Partnership with Guadeloupe

The threat of cyclones frequently leads the Guadeloupe Region to carry out work to protect the banks of watercourses and gullies, in order to guarantee the safety of property and people. In the majority of cases, these constructions are made of pure or concreted riprap. Although these civil engineering techniques are well–managed and sometimes indispensable, they have a strongly negative impact on the proper functioning of riparian ecosystems (encouraging biodiversity, corridor functions, decontamination, etc.).

Example of civil engineering use on Beaugendre’s riverbanks in Guadeloupe. © André Evette.

In relation to civil engineering, soil biongineering represents a softer and more respectful option, from an environmental and landscape perspective, but is also generally found to be less expensive.

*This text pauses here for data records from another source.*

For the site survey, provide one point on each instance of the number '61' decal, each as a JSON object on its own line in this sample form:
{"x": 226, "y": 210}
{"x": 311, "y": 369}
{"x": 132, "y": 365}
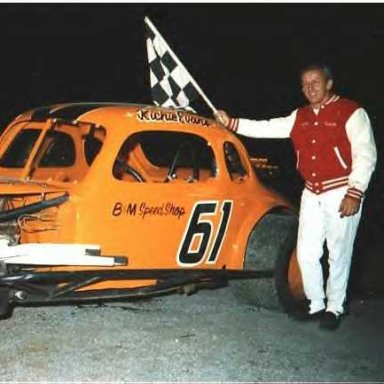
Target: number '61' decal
{"x": 204, "y": 228}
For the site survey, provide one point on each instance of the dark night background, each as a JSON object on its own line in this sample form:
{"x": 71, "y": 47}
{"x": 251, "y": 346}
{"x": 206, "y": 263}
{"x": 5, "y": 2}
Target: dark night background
{"x": 246, "y": 57}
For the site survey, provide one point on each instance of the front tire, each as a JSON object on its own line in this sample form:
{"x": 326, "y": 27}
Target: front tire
{"x": 271, "y": 246}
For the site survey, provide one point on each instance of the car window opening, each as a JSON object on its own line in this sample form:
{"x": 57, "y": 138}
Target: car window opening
{"x": 161, "y": 156}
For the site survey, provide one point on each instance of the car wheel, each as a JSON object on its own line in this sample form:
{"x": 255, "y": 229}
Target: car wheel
{"x": 271, "y": 246}
{"x": 5, "y": 306}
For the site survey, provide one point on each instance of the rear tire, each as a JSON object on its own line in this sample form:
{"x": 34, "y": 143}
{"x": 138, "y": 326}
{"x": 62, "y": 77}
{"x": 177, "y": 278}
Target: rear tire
{"x": 5, "y": 307}
{"x": 271, "y": 246}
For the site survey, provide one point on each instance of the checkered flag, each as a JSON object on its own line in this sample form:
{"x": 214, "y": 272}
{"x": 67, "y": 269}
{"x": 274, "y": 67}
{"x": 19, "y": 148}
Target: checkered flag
{"x": 171, "y": 83}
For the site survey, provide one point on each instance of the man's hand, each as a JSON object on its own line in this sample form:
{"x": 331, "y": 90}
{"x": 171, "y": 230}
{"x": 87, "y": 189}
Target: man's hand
{"x": 349, "y": 206}
{"x": 222, "y": 118}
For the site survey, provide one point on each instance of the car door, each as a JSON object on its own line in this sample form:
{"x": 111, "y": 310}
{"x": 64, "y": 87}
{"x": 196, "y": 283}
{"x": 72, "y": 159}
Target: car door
{"x": 170, "y": 205}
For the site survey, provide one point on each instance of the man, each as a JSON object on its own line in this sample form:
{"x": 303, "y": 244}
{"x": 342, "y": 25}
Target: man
{"x": 336, "y": 155}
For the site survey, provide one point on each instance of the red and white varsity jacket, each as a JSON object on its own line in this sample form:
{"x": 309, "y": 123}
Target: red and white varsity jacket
{"x": 334, "y": 145}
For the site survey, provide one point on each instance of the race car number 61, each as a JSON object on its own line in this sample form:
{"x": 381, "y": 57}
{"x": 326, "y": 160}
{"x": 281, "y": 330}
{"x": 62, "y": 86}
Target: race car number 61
{"x": 204, "y": 229}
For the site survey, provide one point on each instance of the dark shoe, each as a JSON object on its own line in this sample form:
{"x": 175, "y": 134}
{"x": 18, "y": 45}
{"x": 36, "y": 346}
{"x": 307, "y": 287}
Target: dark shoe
{"x": 330, "y": 321}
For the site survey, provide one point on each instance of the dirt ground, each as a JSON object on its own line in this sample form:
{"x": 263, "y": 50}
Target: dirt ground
{"x": 204, "y": 337}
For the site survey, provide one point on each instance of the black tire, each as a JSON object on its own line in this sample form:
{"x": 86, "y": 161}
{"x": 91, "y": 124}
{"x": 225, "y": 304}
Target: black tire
{"x": 270, "y": 246}
{"x": 5, "y": 307}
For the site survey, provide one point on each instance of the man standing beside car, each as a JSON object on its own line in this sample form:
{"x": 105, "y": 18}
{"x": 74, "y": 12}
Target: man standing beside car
{"x": 336, "y": 155}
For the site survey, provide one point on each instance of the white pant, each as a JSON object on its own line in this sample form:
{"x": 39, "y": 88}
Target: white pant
{"x": 319, "y": 221}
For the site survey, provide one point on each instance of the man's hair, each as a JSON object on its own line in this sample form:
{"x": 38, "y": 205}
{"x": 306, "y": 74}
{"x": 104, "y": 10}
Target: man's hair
{"x": 318, "y": 67}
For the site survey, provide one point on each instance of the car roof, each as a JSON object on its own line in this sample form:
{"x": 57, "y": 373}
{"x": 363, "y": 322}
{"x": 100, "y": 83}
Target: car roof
{"x": 101, "y": 113}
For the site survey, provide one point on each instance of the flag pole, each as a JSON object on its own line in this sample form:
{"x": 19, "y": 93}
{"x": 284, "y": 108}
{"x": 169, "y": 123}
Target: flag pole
{"x": 193, "y": 81}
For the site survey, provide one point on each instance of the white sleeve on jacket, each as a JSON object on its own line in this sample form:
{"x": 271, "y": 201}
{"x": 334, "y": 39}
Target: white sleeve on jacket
{"x": 278, "y": 128}
{"x": 364, "y": 154}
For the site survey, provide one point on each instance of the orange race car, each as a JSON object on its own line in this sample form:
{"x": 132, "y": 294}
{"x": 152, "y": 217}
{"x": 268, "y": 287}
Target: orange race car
{"x": 112, "y": 201}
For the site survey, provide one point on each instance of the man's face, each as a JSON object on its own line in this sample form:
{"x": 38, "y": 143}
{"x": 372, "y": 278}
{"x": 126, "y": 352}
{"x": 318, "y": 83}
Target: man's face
{"x": 316, "y": 87}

It has proven itself, even on dynamic rivers with up to 10% slope (Géni’Alp project in the Alps).  In Europe, the historic practice of soil bioengineering has provided extensive knowledge of the natural models to be copied, and therefore of the species to be used. This is not the case in the West Indies, where the natural flora of riverine corridors has hardly been studied, and where local species are still not used extensively in the work of protecting watercourses, even though promising experiments exist.

The Guadeloupe National Park asked IRSTEA to evaluate the opportunities to use soil bioengineering techniques on Guadeloupe riverbanks and so a report was made on this issue.

The Guadeloupe National Park, in partnership with the University of the West Indies, INRA Guadeloupe, IRSTEA Grenoble, and with the financial support of the Water Board of Guadeloupe, the Guadeloupe Region, the French Agency for Biodiversity and the European Union, is developing the PROTEGER project for the promotion and development of soil bioengineering on the rivers of Guadeloupe.

This project is described in this slideshow and is divided into several phases.

Phase 1: study of riparian forests of Guadeloupe and definition of local species to be used in soil bioengineering

As soil bioengineering is a solution based on nature, in its implementation, we try to imitate natural models proven effective in fighting against erosion. The lack of knowledge of these models in Guadeloupe led the Guadeloupe National Park to launch this first phase in 2016. It was thus a question of setting up a typology of riparian forests of Guadeloupe and of extracting local species from them that are the most suited to maintaining the riverbanks. Thirty species will thus be selected. A very large amount of field work has been done with this aim by the ONF (French National Forests Office) and the BRGM (French Geological Survey); phase 1 ends in 2018.

 

The same river, the Beaugendre, well before the previous picture. © André Evette.

Phase 2 of the project can now be launched.

For this second phase, we will begin by ensuring that the plants preselected in 2016 have the mechanical properties required for soil bioengineering. For this, these species will be cultivated in the form of seeds, seedlings or cuttings in order to know their technical characteristics of use in the constructions. This work will also help to know and control the reproductive capacities of these species and provide the technical elements necessary for their subsequent cultivation in nurseries. The results will be synthesized and popularized in species sheets. The long-term objective is in fact the development of a local socio-economic sector of plant production in order to implement the techniques of ecological engineering.

In parallel, pilot projects, initially small and then more ambitious, will be conducted in partnership with the Guadeloupe Region. These will make it possible to test under real conditions the species and techniques chosen and to make the professionals and the general public aware of the techniques available to protect riverbanks using plants.

Other countries in the West Indies and Latin America have already become interested in soil bioengineering. A study around the feedback from these different projects will consist in characterizing all of the existing techniques in tropical environments and their behaviour over time in connection with the characteristics of the medium and how they withstand erosion. A follow-up of the work done on the pilot sites over the duration will complete this study.

The setting up of a trilingual website (French, English and Spanish) dedicated to this project will make it possible to communicate on its progress. It will include feedback on the species and techniques, but also the species sheets mentioned above and the technical and scientific bibliography associated with the project.